她站起来,沿着自己之前目测过的引水沟路线走了一遍。
从溪面到田地,中间那段缓坡的落差够用,水能顺着坡势往下淌,关键是沟渠的宽度和深度得拿准了,太宽浪费人力,太窄水量不够,太深容易塌方,太浅存不住水。
老林头说过,挖沟拿不准的话可以叫他来看看。
这个人情得记着,回头给老林家送点东西过去。
回安置点的路上,经过赵嫂子的棚子,赵嫂子正在门口剁野菜,看见沈鹿溪就站起来打招呼,说自家男人去地里干活了。
“那就好,往后干活注意着点,别再磕了碰了。”
赵嫂子连连点头,又压低声音凑过来说了一句:“沈姑娘,我跟你说个事,你别嫌我多嘴。
前两天我男人去镇西砍柴,碰见两个生面孔,穿得挺齐整的,在砖窑那边转悠,我男人喊了一声,那两个人就走了,走得还挺快。”
沈鹿溪听了这话,脚步停了一下。
前些天沈大山也说过,溪对面有穿着体面的陌生人在转悠。
现在砖窑那边也出现了。
“是什么样的人?多大岁数?”
“说是看着三四十岁,一个高一个矮,高的那个腰上好像别着什么东西,他离得远没看清。”

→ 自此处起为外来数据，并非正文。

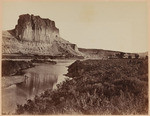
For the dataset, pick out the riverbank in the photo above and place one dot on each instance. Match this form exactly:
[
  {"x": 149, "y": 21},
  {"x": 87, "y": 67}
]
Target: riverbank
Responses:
[{"x": 115, "y": 86}]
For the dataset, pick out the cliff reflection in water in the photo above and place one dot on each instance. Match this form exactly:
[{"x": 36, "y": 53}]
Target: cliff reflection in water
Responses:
[{"x": 38, "y": 79}]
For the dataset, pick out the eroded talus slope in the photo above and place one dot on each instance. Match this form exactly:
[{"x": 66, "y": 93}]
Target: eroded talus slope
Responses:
[{"x": 35, "y": 35}]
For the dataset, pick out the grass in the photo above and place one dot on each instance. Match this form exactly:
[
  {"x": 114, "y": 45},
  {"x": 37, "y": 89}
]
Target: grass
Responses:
[{"x": 115, "y": 86}]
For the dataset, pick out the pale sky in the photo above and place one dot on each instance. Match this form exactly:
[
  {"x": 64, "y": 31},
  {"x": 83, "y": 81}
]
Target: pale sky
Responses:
[{"x": 121, "y": 26}]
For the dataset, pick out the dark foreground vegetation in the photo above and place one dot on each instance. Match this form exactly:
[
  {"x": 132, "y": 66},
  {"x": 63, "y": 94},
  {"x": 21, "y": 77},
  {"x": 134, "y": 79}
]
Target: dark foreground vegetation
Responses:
[
  {"x": 114, "y": 86},
  {"x": 10, "y": 67}
]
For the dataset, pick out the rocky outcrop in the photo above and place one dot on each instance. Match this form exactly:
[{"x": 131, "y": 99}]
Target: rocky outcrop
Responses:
[
  {"x": 35, "y": 35},
  {"x": 35, "y": 29}
]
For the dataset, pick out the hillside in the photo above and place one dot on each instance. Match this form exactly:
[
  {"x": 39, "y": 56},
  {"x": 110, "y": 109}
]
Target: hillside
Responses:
[
  {"x": 114, "y": 86},
  {"x": 36, "y": 35}
]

沈鹿溪点了点头,回到安置点,沈鹿溪找到柳老爹,把赵嫂子说的事转告了一遍。
柳老爹听完,眉头皱了起来,棍子在地上点了两下:“先是溪对面,后是砖窑那边,这些人到底在找什么?”
“不好说,可能跟镇上来的那些逃荒户有关,也可能跟别的事有关。”
柳老爹看了她一眼:“你是不是想到了什么?”
沈鹿溪没有正面回答,只说了一句:“外公,这段时间看着点大舅和李铁牛他们,去地里的时候多留心,天黑之后别一个人在外头走。”
“我晓得。”柳老爹站起来,拄着棍子往棚子那边走,走了几步回头说了一句,“鹿溪,你自个儿也小心。”
傍晚柳荞娘做了一锅地瓜丝炒野蒜,香味飘得老远。
沈小满端着碗吃得欢快,嘴里塞得满满的,还不忘含含糊糊地说:“姐,今天我教阿青弟弟写了‘田’字和‘水’字,他学得可快了。”
“那你写的怎么样?”
沈小满挺了挺胸脯:“比他好多了!”
阿青从旁边说了一句:“你比我弟弟大五岁,写得好是应该的,有什么好得意的。”
沈小满揉着脑门,缩着脖子不吱声了,一桌子人都笑了起来。